3. Tanda-tanda nifak

Rasulullah Saw pernah bersabda dalam sebuah riwayat tentang tanda-tanda seorang munafik: "Ada tiga perkara yang merupakan sifat-siafat orang munafik, meskipun ia melakukan shalat dan berpuasa dan meyakini bahwa dirinya itu muslim, yaitu: jika diberi amanat, ia berkhianat, jia berbidara, ia berdusta dan jika berjanji, ia mengingkarinya".

Pertama: Khianat.
Pengkhianat adalah munafik, karena ia berpura-pura jujur, tetapi sebenarnya ia pengkhianat. Oleh karena itu, kita tidak mungkin menyerahkan urusan baitul mal. Terkadang sebagian orang itu jujur ketika menghadapi harta yang yang jumlah sedikit. Tetapi jati dirinya sebagai pengkhianat terungkap ketika menerima amanat berupa harta yang banyak.

Kedua: Dusta.
Pendusta itu munafik. Hal itu karena ia menyembunyikan berbagai rencana busuknya di dalam hatinya dan menentang kenyataan dan realita melalui ucapan-ucapannya, meskipun ia rajin shalat, membaca doa, dzikir dan lain sebagainya.

Ketiga: Mengingkari janji.
Orang yang mengingkari janjinya itu muanfik. Karena menepati janji itu merupakan hal yang penting dari sisi akhlak dan hukum fikih. Bahkan terkadang -menepati janji itu- menjadi wajib hukumnya. 23

Kesimpulannya bahwa setiap sesuatu yang memiliki dua wajah adalah termasuk nifak.

4. Sejarah orang-orang munafik
Masyarakat tidak pernah kosong dari orang-orang muanfik. Bahkan bisa dikatakan bahwa sifat nifak itu muncul sejak adanya kehidupan manusia di muka bumi ini. Jadi permusuhan orang-orang munafik terhadap masyarakat terungkap sejak masa itu. Orang-orang munafik merupakan musuh masyarakat yang paling berbahaya. Karena mereka mengenakan pakaian pershabatan, tetapi menyimpan permusuhan.

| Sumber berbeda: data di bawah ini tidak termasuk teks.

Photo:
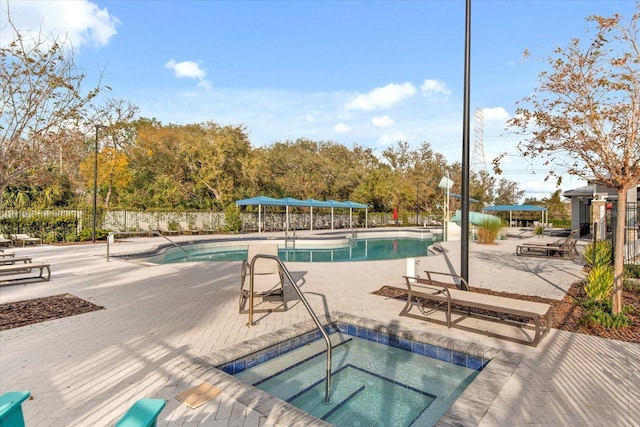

Sesungguhnya muqara'tul a'da (menyingkirkan permusuhan) merupakan salah satu sifat masyarakat. Dan hal pelaku hal itu tidak terdapt dalam diri si munafik. 

Karena munafik senantiasa menampakkan dirinya sebagai kawan. Oleh karena itu ia merupakan musuh bebuyutan. Karenanya, ungkapan-ungkapan Al-Qur'an mengenai orang-orang munafik sangat keras sekali.

Orang-orang munafik dalam Al-Qur'an
Al-Qur'an mengungkap tentang orang-orang munafik -sebagaimana telah kami singgung di atas- dengan ungkapan-ungkapan yang keras. Berikut ini kami sampaikan sebagian ayat tentangnya:

a. Allah Swt berfirman dalam surat Al-Munafiqun ayat 4: "Mereka adalah musuhmu, maka berhati-hatilah".

Al-Qur'an -melalui ayat-ayatnya yang mulia- menegaskan tentang musuh-musuh kaum muslimin.24 Tetapi tidak menggunakan metode seperti ini tentang msusuh-musuh lainnya. Sesuai dengan kaidah-kaidah bahasa Arab, susunan kalimat tersebut menunjukkan bahwa orang-orang munafik merupakan musuh sejati manusia.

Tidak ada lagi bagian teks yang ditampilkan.